Biorefining advocates may be better off looking at different industries for inspiration. McMillan says one such model would be the corn wet milling industry. Starch is the product that pays the bills for these companies, but they also produce a host of other products including dextrose, high-fructose corn syrup, dextrans, corn oil, corn gluten and corn fiber. As market conditions change, the wet mill can shift production to its most profitable mix of products. "Another example is the sugar industry in Brazil," McMillan says. "There you are taking a product-sugar-that can be made into ethanol. Then you ask which is more valuable, ethanol or sugar? You are taking the same starting material and asking, which way should I go, how do I break this down or fractionate to maximize my return and minimize my risk?"

The pulp and paper industry is another player well-positioned for biorefining. It has a history of efficiently harvesting and transporting large quantities of biomass and separating it into its components. The BDC is a paid membership group of pulp and paper companies and their suppliers working to advance biorefining in the forestry industry in Wisconsin. "We are doing our investigation of the multiple pathways of transitioning paper mills into biorefineries," Schutt says. "A paper mill is a little like a cow. You put the wood chips in a digester much like a cow's stomach. Out of it comes cellulose that the paper companies want, but you can also pull out the hemicellulose."

Paper plants using the sulfite process for making pulp can also extract the hemicellulose, which can be broken down for ethanol and acetic acid production. However, there are only a few sulfite mills left because they are more costly to operate than kraft mills, Schutt says. If biorefining becomes more profitable sulfite mills could make a come back.

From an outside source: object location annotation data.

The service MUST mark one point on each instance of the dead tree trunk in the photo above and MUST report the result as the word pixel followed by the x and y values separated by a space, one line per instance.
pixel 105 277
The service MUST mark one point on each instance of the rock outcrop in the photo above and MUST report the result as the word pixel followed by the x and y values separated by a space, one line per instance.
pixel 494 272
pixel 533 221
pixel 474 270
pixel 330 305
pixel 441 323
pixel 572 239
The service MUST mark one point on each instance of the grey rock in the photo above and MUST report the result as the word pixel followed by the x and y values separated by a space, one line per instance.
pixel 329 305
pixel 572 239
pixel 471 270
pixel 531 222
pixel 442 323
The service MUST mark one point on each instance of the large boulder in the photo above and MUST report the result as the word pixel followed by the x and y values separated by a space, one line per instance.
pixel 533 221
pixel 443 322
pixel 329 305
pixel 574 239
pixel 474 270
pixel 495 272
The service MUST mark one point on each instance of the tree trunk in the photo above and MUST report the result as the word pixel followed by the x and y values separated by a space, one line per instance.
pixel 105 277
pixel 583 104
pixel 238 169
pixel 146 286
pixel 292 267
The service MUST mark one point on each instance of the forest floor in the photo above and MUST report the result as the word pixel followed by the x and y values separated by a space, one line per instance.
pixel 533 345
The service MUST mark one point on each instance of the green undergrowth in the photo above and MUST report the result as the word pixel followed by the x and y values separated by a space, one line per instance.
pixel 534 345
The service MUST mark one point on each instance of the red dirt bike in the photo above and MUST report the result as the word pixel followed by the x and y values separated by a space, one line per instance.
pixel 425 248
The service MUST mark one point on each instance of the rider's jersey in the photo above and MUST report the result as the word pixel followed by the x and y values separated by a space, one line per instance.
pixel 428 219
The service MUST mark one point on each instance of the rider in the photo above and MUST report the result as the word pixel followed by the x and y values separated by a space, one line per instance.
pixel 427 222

The lignin content of wood is another potential feedstock stream for pulp and paper producers. Currently, most pulp mills burn the lignin for process heat and steam. Some pulp mills are installing gasifiers to make syngas out of the lignin, Schutt says. At worst, these mills are guaranteeing themselves a reliable source of energy, but using a gasifier opens up other avenues for biorefining as well. "The technologies for scrubbing the syngas are becoming more practical," Schutt says. "Suddenly, you can start looking at what else you can make out of the syngas. Well, we know once the syngas is scrubbed there are a number of things you can start working on."

Real Progress
The U.S. DOE has refocused its attention on the production of biofuels, McMillan says. However, the USDA, along with the DOE, recently called for proposals for $18 million into biomass research. Thirty percent of that money will be targeted to product diversification.

McMillan also believes the recent DOE grants totaling $385 million awarded to six companies for cellulosic ethanol pilot projects will be very important to the eventual development of biorefineries. Each company is using different technologies to make sugars or syngas from biomass, which will be the necessary first step in any biorefining process. "You will see in two to four years all of these plants starting up and testing the technology at that scale," he says.

Schutt thinks the biorefinery concept may be inevitable. Eventually, ethanol supply will begin to catch up with demand and, like the pulp and paper industry, the ethanol industry will start looking for ways to diversify its income stream. Although that may be years down the road, he thinks forward looking companies are already thinking about that. "They're asking, ‘What should I be doing five years from now when the price of ethanol is 70 percent of what it is today?'" Schutt says. "We're trying to help them develop strategies and know what new technologies are out there. We want to introduce them to these new processes and technologies so they are ready. These things take time."